4.5. Evaluation of Extracellular DAMPs (HMGB1) and IL-1β

All cell lines were incubated for 23 h with 50 μg/mL of AgAu NPs, Ag NPs and Au NPs and the nutrient, cell-free medium was collected. Extracellular levels of HMBG1 and IL-1β were quantified using the ELISA technique (Human HMGB1 ELISA kit by FineTest, Wuhan and Human Interleukin 1β, IL-1β ELISA Kit by Cusabio, Houston, TX, USA). All experiments were performed in duplicate, following the manufacturer’s instructions.

4.6. Statistical Analysis

Statistically significant differences between the values of the samples were evaluated by one-way analysis of variance (ANOVA) as well as the nonparametric Kruskal–Wallis method using GraphPad version 3.00 (GraphPad Software, San Diego, CA, USA). p < 0.05 value was considered as statistically significant.

5. Conclusions

Our study shows that AgAu NPs, as well as Ag NPs and Au NPs have anticancer effects, not only via triggering the apoptotic pathway but also by triggering pyroptosis and necroptosis and even mixed PCD pathways (MDA-MB-231). Moreover, AgAu NPs result in the release of IL-1β for MDA-MB-231 and LNCaP cell lines and thus extracellular IL-1β levels could have a role in the prediction of response to pyroptosis-inducing treatments. However, it needs to be answered whether there can be a prediction model to show in advance which pathway will be triggered. P53 deficiency alone is not enough, since P53 deficient cells can undergo P53 independent apoptosis [12]. Furthermore, the high levels of extracellular HMGB1 in HCT116 cells (which experience high cytotoxicity after AgAu NPs) is a promising finding, suggesting a possible use of HMGB1 level as a means of early detection of response to treatment, similar to IL-1β for pyroptosis.
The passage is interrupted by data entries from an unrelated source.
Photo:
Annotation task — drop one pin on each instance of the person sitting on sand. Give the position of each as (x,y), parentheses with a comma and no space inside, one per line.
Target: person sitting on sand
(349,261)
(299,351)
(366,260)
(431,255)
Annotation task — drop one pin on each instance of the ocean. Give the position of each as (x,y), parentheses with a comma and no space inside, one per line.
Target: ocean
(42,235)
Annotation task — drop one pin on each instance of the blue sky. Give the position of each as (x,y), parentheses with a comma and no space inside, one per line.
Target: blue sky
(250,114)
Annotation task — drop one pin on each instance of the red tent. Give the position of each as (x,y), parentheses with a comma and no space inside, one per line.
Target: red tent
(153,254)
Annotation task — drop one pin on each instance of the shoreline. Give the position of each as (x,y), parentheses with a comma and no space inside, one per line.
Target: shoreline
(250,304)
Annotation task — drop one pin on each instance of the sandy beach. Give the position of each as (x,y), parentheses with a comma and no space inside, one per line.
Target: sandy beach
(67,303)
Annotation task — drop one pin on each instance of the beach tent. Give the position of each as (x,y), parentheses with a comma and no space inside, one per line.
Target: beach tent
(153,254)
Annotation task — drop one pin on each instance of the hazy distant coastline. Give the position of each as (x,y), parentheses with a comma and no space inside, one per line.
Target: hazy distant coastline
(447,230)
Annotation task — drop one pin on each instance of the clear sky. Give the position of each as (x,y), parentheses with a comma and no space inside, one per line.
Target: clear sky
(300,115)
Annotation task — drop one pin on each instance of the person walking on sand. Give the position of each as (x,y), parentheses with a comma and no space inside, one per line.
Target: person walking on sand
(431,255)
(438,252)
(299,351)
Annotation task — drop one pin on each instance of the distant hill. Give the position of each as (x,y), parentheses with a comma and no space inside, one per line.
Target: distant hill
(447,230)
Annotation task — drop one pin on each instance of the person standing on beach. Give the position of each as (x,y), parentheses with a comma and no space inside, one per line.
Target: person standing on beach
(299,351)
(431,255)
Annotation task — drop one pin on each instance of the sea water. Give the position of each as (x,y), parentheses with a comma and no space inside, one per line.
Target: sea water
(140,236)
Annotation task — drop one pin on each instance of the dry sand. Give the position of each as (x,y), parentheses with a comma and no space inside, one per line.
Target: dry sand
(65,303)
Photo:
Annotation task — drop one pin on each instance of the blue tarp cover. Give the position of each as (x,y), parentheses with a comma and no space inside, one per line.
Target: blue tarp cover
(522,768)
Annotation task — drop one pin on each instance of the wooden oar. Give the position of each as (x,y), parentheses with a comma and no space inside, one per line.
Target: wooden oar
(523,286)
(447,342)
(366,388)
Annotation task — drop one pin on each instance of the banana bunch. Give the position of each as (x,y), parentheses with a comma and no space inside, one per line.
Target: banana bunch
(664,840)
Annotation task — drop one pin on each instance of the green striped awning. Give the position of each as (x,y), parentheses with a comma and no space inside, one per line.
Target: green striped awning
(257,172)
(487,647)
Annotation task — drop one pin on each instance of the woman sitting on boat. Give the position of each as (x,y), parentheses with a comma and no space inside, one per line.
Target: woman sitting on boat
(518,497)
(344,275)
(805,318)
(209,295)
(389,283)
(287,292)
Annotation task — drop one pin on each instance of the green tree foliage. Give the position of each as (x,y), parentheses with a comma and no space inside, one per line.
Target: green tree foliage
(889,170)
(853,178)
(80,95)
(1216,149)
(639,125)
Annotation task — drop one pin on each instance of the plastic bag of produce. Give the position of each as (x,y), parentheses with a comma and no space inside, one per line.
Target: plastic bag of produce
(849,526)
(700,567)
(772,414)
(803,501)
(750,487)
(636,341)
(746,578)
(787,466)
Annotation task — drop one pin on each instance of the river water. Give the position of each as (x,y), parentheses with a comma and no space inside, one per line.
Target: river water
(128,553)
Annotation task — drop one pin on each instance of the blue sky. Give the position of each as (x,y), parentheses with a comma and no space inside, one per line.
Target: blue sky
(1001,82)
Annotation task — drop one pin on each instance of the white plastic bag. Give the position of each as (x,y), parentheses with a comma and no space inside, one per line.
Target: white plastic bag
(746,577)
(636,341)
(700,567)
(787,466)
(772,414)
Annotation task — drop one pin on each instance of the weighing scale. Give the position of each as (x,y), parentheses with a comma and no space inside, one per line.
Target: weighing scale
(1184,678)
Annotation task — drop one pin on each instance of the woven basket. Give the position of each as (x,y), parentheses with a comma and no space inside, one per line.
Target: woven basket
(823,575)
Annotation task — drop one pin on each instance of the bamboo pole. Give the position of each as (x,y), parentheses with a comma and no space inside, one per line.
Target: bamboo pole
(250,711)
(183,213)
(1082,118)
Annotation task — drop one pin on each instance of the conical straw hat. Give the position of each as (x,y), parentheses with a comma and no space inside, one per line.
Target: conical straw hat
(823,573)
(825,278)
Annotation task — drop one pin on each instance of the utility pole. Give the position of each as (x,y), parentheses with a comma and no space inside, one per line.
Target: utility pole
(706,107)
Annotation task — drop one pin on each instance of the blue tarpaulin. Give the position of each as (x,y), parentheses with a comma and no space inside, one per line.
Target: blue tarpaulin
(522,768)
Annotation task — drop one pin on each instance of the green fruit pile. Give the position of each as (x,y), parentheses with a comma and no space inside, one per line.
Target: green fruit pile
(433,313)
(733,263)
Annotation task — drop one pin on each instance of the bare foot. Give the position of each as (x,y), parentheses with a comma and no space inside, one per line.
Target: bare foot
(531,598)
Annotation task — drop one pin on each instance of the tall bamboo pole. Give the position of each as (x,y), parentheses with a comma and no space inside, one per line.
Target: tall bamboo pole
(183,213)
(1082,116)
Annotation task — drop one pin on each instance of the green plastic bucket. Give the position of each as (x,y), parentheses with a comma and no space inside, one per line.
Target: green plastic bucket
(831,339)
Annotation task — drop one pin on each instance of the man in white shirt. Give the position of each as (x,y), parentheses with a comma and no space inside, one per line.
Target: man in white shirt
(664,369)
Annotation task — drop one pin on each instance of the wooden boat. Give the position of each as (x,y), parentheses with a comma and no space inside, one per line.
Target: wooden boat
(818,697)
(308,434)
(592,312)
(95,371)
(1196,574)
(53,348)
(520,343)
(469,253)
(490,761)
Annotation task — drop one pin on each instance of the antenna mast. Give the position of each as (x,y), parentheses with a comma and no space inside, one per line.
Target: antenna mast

However, further studies that investigate the connection between AgAu treatment response of tumors and the release of either HMGB1 or IL-1β are required to test this hypothesis. Finally, both necroptosis and pyroptosis are novel targets for cancer treatments and their exact effects need to be further elucidated. Taken together, AgAu NPs show antitumor effects in different cancer cell lines with potential applications in a variety of genetically heterogenous cancers.